Friday, August 3, 2012

Iconoclasts...Providing Perspective


Every now and then I meet a live one, one that stands out from the crowd. Such was the case the other day when I stopped into the Wallowa Band Nez Perce Trail Interpretive Center looking for art and information on the upcoming pow-wow.

Now, one of the things I've noticed about the folks I'm generalizing about here is: They're much more open. Interrogation doesn't phase 'em the way it does some folks who after a few questions start acting as if they have better things to do. And so it was with Ms. Wynans.



We'd been at it for about ten minutes (just gettin' rollin') when I noticed she kept her hand to her throat and her voice was a bit hoarse, as if she maybe had a cold. Concerned, I asked if it was painful for her to talk. The next thing I knew she was telling me about her tracheotomy. And not only is she a cancer survivor, but she also teaches school.

Now this is unusual. I mean, how many tracheotomists do you know? And how many of them are in public relations and when they're not, put themselves in front of a crowd of youngsters on a daily basis?

And that takes me back to the title of this post. I AM biased, but maybe you too have noticed how women come out the other side of adversity more adroitly than men?

I know a couple of guys who've been to the hospital lately. While the trips weren't minor (we've reached that age, don'chya know?),  the fear and accompanying complaining was terrible!
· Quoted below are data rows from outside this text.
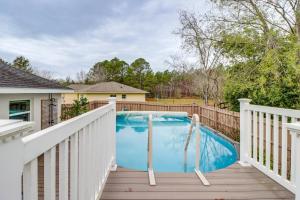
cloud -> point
(127, 30)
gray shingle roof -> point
(106, 87)
(14, 78)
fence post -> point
(244, 130)
(11, 157)
(112, 100)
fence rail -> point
(225, 121)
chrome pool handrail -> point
(150, 164)
(195, 122)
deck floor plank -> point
(234, 182)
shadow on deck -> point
(234, 182)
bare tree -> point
(199, 37)
(44, 73)
(264, 15)
(81, 77)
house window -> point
(19, 109)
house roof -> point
(106, 87)
(11, 77)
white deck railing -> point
(86, 146)
(266, 143)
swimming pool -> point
(169, 136)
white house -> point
(29, 97)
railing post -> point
(112, 100)
(295, 129)
(245, 126)
(11, 158)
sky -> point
(67, 36)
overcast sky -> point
(66, 36)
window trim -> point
(20, 113)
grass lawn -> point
(181, 101)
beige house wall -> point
(69, 98)
(35, 106)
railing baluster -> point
(249, 133)
(81, 162)
(284, 149)
(293, 155)
(30, 180)
(268, 140)
(261, 138)
(74, 167)
(276, 144)
(255, 136)
(89, 161)
(63, 169)
(49, 174)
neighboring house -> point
(101, 91)
(29, 97)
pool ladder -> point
(195, 123)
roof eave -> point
(111, 92)
(14, 90)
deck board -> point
(234, 182)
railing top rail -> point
(11, 128)
(274, 110)
(38, 143)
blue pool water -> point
(169, 136)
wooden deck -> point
(234, 182)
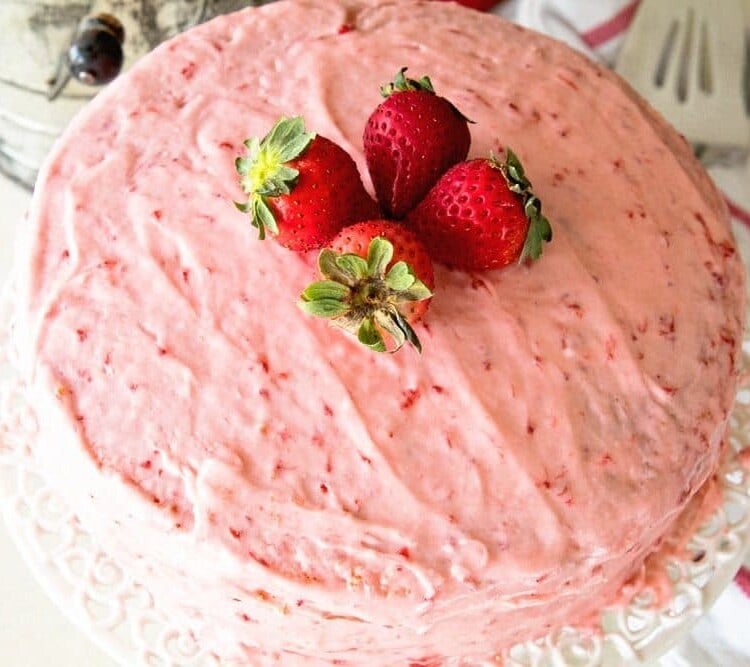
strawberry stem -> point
(264, 172)
(540, 230)
(401, 83)
(362, 296)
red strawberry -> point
(482, 215)
(378, 280)
(410, 140)
(482, 5)
(302, 187)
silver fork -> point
(688, 58)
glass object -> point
(36, 33)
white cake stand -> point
(122, 618)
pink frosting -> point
(282, 488)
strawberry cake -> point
(297, 499)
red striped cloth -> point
(595, 37)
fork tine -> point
(685, 57)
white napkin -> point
(597, 27)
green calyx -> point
(401, 83)
(364, 297)
(264, 172)
(540, 230)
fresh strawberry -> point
(482, 5)
(482, 215)
(302, 187)
(410, 140)
(377, 281)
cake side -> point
(382, 502)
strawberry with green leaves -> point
(410, 140)
(482, 214)
(377, 282)
(301, 187)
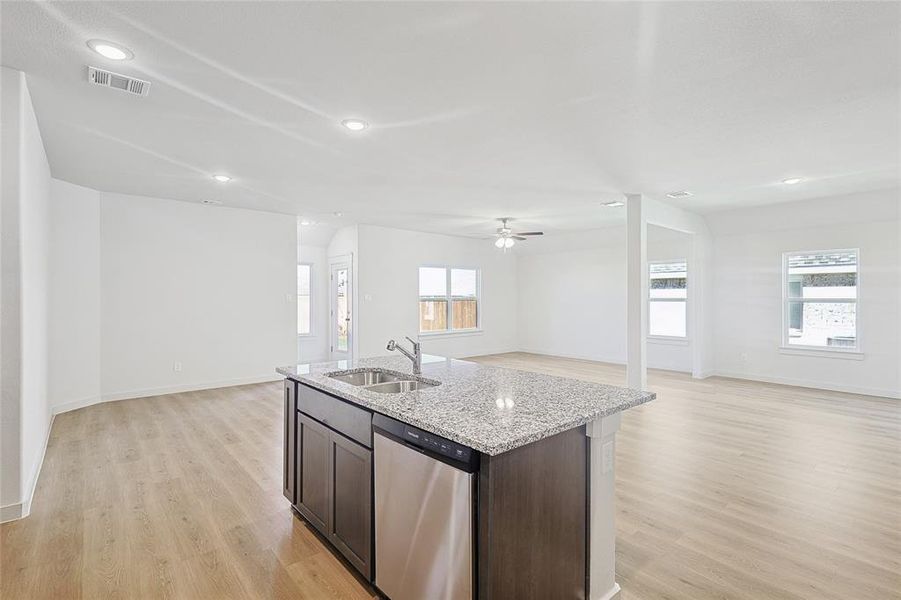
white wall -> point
(584, 274)
(388, 282)
(10, 295)
(25, 260)
(138, 284)
(74, 296)
(573, 302)
(209, 287)
(314, 347)
(748, 297)
(35, 208)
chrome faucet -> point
(415, 356)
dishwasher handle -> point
(437, 447)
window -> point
(668, 299)
(820, 299)
(448, 299)
(304, 304)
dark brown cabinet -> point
(313, 474)
(288, 482)
(334, 473)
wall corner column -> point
(637, 292)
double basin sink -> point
(380, 381)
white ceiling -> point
(535, 111)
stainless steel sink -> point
(365, 378)
(398, 387)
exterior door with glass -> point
(340, 317)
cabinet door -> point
(313, 466)
(350, 529)
(290, 451)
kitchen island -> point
(537, 449)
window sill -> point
(457, 333)
(667, 341)
(821, 352)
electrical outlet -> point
(607, 457)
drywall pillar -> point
(637, 292)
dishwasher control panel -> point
(432, 442)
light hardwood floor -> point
(725, 489)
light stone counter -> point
(490, 409)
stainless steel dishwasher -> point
(424, 514)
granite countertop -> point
(489, 409)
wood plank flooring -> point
(725, 489)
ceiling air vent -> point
(138, 87)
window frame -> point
(311, 333)
(673, 339)
(450, 331)
(805, 349)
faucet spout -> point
(415, 356)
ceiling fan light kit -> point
(506, 237)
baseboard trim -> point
(20, 510)
(609, 361)
(10, 512)
(612, 593)
(161, 391)
(814, 385)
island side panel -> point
(533, 520)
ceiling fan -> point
(506, 237)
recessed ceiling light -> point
(110, 50)
(355, 124)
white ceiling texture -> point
(535, 111)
By contrast, I've known a dozen women who've undergone major surgery, chemotherapy, lost their partners/husbands (divorce and/or death) and, although they didn't cake-walk through it, their flailings exhibited a level of aplomb -- something the guys never had a clue about.
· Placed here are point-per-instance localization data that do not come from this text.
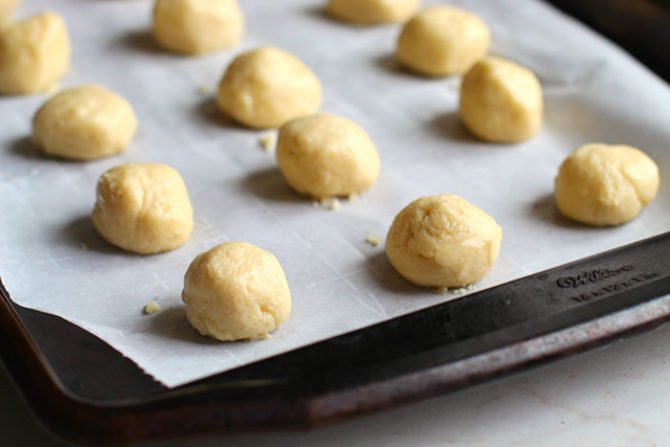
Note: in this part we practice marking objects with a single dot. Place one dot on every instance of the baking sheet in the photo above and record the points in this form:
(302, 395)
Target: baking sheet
(51, 258)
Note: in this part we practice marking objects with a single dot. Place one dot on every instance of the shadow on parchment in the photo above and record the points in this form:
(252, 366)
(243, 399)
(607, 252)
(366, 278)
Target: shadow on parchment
(172, 324)
(545, 209)
(207, 111)
(390, 64)
(81, 233)
(450, 126)
(269, 184)
(387, 278)
(142, 41)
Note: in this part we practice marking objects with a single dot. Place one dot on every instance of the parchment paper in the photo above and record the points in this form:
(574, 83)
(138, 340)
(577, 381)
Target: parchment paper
(51, 258)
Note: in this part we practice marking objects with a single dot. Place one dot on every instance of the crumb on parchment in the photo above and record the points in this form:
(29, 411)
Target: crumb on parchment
(455, 291)
(330, 203)
(151, 308)
(268, 141)
(204, 90)
(372, 240)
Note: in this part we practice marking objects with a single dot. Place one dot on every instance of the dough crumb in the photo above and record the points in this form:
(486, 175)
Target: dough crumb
(331, 203)
(151, 308)
(205, 90)
(372, 240)
(268, 141)
(464, 290)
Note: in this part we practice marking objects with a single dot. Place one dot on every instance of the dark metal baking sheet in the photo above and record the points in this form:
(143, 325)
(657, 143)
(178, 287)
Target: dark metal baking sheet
(85, 391)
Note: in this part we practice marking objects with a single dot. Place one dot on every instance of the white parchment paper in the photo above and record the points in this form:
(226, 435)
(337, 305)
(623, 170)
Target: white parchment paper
(51, 258)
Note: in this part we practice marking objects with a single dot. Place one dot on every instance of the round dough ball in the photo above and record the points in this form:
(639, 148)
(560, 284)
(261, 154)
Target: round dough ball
(143, 208)
(325, 156)
(236, 291)
(34, 54)
(443, 241)
(501, 101)
(605, 185)
(6, 10)
(197, 26)
(84, 123)
(267, 87)
(370, 12)
(442, 41)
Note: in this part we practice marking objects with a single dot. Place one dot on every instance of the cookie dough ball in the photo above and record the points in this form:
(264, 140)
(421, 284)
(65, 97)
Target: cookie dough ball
(442, 41)
(325, 156)
(501, 102)
(605, 185)
(197, 26)
(267, 87)
(143, 208)
(236, 291)
(443, 241)
(84, 123)
(6, 9)
(34, 54)
(370, 12)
As the conversation progressed, it became evident Ms. Wynans had NOT settled for the conventional responsibilities and materialism. "I mean," she said, "how BORING to do nothing but the same as everyone else." As one who likes to wring the life out of every moment, I watch for folks of similar attitude.....and they're rare.

As we talked she took a fan down off the wall. She'd found it at a garage sale and, since it was hot in the office, she began fanning herself. I admired the fan and after a bit asked about whether it was old or not. She began to play -- hiding behind it, parodying a geisha. Her smile conveyed delight in the moment and made her coquetry wonderful!

So there we were, probably an hour (or two?) into the conversation and laughing like a couple of children!! It's been three weeks now and I'm STILL cogitating over what it is that makes simple fun so delightful. So maybe you'll wanna skip the ruminations that follow, but here goes:

Play requires a willingness to be vulnerable and most are too afraid of what others will think. Some will play with their significant other, but sometimes not even then. But it takes more than courage. (Courage: perseverance when you know you SHOULD be afraid.) It takes "satiable curtiosities" about one's self and what one might become when given an opportunity to grow. And it needs a person who is sensitive to the player's nuances...as individuals and appreciative of their beauty....as human beings.

And our conversation had that feeling. And in the midst of this we touched on immigration. And she said I sounded like Luis Urrea. I didn't know of Mr. Urrea's work, but several days later something (subconscious?) saw The Devil's Highway  in the Halfway library sale. (I'd bucked hay there as a teenager and went to see if it had changed. Not much.)

The Devil's Highway talks a bit about some of the reasons for the mundanity. It's heart-breaking. It'd be so simple to change. And yet, everyone goes on swallowing what they're spoon-fed, doing what they're taught, what they're told.

Travel is fun. But it's people like Ms. Wynans that make it a real pleasure. Oh, the landscapes, sunsets and wildlife (where?!!) are enthralling, but I relish the moments when I encounter someone who gives me pause for thought. And it's amazing how the sunshine seems brighter and the moonlight more captivating.

Iconoclasts: Perspective, AND glimmers of hope.


12/24/15 - I'm getting the Solstice cards out and couldn't find Ms. Wynans' address. I went online to look up The Interpretive Center's and discovered her obituary. I had hoped to see her again in 2016. I wish you could have met her. She was amazing!!